House Majority Leader Morgan Griffith, R-Salem, says he believes the law is fine as it is, and he says lawyers on the Virginia Crime Commission agree.

But even the prosecutor in the Harrisonburg cases believes everyone would be better off if the General Assembly rewrote the law to clarify what’s legal and what’s not in the wake of the ruling in Lawrence v. Texas.

Whatever the verdicts, the cases seem sure to help shape the future of Virginia’s anti-sodomy law.

A blanket prohibition

Garst says the men arrested in Harrisonburg were not targeted because they were homosexuals. The police would have cracked down on the activity just as strongly if heterosexuals were having sex in a public place such as a bookstore, she added.

Garst and her critics agree that the ruling in the Texas case provides no protection for sodomy performed in public, regardless of the participants’ sexual orientation.

Lawrence v. Texas grew out of the arrest of two men under a Texas law barring “deviate sexual intercourse.” Police responding to a false report of a disturbance discovered the men having sex in a Houston apartment.

The court decision overturned laws banning sodomy in private. Laws forbidding sodomy in public are unaffected.

But drawing that line in Virginia is complicated by the way Virginia’s “crimes against nature” law is written, say Willis and Sam Garrison, a Roanoke attorney and gay-rights activist.

Like most states, Virginia has a “savings clause” in its state code to allow for the preservation of the remainder of a law when part of it is struck down by a court ruling. It’s usually applied when one distinct section of a multipart law is affected. Section A of a law might be invalidated, but sections B and C could remain on the books.

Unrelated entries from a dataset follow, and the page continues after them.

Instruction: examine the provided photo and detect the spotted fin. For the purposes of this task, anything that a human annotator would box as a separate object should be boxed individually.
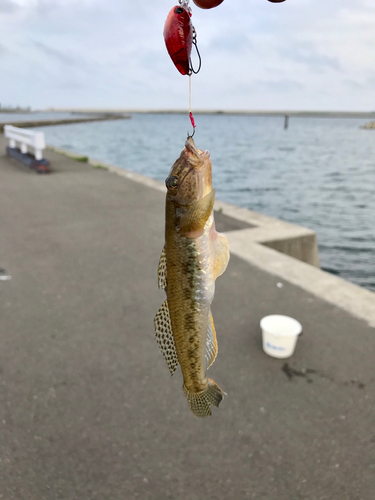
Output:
[210,226,230,280]
[204,309,218,370]
[154,300,178,375]
[183,378,226,417]
[158,247,167,290]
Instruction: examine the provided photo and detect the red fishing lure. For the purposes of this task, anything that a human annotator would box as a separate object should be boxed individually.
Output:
[164,5,194,75]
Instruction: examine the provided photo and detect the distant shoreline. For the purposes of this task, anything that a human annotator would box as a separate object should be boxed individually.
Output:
[44,108,375,118]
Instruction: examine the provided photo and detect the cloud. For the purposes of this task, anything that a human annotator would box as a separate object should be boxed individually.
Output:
[280,42,342,72]
[0,0,18,14]
[0,0,375,109]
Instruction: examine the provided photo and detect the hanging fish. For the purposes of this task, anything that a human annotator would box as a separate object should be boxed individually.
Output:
[154,137,229,417]
[164,5,194,75]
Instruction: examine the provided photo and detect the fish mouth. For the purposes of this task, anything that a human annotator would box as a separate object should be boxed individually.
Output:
[185,135,210,159]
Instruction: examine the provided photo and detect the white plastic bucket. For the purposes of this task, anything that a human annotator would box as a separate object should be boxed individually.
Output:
[260,314,302,358]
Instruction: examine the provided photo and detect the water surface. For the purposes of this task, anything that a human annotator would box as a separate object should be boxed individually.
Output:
[35,114,375,291]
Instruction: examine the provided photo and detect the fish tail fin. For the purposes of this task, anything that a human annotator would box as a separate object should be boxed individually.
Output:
[183,378,226,417]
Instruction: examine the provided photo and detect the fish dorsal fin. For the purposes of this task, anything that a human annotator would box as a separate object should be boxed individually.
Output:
[158,247,167,290]
[154,300,178,375]
[210,225,230,280]
[204,309,218,369]
[180,189,215,236]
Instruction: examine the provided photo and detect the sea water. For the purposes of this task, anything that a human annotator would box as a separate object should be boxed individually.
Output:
[33,114,375,291]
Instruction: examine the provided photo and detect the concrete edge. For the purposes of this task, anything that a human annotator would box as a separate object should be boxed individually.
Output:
[225,233,375,327]
[47,146,375,327]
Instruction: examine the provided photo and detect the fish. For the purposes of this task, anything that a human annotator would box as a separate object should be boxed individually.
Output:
[163,5,193,75]
[154,136,229,417]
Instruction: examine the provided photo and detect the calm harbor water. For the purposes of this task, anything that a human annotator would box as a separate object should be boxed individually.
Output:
[33,114,375,291]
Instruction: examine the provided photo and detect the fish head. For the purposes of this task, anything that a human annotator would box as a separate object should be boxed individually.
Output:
[165,136,212,208]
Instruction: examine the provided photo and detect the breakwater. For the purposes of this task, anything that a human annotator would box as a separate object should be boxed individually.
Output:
[0,114,131,133]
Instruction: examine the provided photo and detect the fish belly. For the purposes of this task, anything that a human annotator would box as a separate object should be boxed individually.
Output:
[167,228,215,392]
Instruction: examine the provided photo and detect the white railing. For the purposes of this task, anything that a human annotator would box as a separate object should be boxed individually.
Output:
[4,125,46,160]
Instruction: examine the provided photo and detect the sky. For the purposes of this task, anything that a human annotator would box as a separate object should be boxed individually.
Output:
[0,0,375,111]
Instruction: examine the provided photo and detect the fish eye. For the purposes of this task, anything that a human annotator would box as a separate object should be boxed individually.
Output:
[165,175,178,189]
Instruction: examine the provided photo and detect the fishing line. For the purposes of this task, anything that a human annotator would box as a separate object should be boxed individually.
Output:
[189,73,196,137]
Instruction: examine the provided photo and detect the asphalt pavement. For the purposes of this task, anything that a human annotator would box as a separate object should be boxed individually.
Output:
[0,139,375,500]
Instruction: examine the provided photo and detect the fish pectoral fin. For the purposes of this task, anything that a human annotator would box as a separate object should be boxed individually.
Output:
[158,247,167,290]
[210,228,230,280]
[180,189,215,236]
[204,309,218,370]
[154,300,178,375]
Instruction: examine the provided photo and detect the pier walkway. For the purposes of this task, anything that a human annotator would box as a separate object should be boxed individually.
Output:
[0,138,375,500]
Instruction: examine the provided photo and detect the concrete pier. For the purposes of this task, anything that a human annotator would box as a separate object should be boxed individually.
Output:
[0,134,375,500]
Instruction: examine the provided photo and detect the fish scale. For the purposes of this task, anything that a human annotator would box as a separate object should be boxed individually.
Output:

Virginia’s law barring sodomy has only one part. It’s a blanket prohibition of oral and anal sex, with no mention of the distinction between public and private. A single subsection addresses incest.

With no way to separate sodomy in public from sodomy in private, the argument goes, the whole law is bad.

As University of Virginia Law School professor Anne Coughlin put it, “Here, you don’t know what to save.”

“I really think that the better argument is that the whole [code] section’s gone,” Garrison said.

House Majority Leader Griffith, a lawyer, doesn’t believe that’s a proper legal interpretation. Griffith believes the law can be used as is, and that the General Assembly doesn’t need to tinker with it. “I think we’re better off leaving the thing alone and letting the courts sort out some of it, and then us step in if there’s a problem,” he said.

Coughlin, however, called it “risky in the extreme” for the legislature to abdicate its responsibility to write a new law.

“Boy, does that put prosecutors and police departments in a ticklish situation,” Coughlin said. “Should police departments and prosecutors be deciding what Lawrence means, and also what the Virginia legislature wants in light of Lawrence?”

Garrison adds judges to the list. “Judges aren’t supposed to have to guess, ‘What would the Virginia General Assembly intend here?’” he said.

Garst, who will prosecute the men charged in Harrisonburg, said she believes prosecutors have “enough basis and argument to proceed.”

But Garst acknowledges there is debate among Virginia’s prosecutors.

“I think it’s an important question to be addressed by our legislators,” she said. Clarity is “better for all of us.”

Politically sensitive law?

Coughlin believes legislators don’t want to touch the law in part because they don’t want a public debate about a subject such as sodomy.

But Griffith said that when the General Assembly session starts in January, as many as 20 bills to rewrite the sodomy law could be introduced.

“I think there are going to be bills all over the place,” he said. “If we could get a circuit court opinion on this before January, it would clarify whether or not we need to do anything with the code,” Griffith said.

Griffith could get his wish.

Besides the Harrisonburg cases, a Virginia Beach man arrested for soliciting sodomy in a public restroom is using the Texas ruling to challenge Virginia’s law.

But Mason, the head of Equality Virginia, prefers for lawmakers to clarify the law.

“I’d rather have us come to some better understanding of the technicalities of this than by dragging someone through the court process,” she said.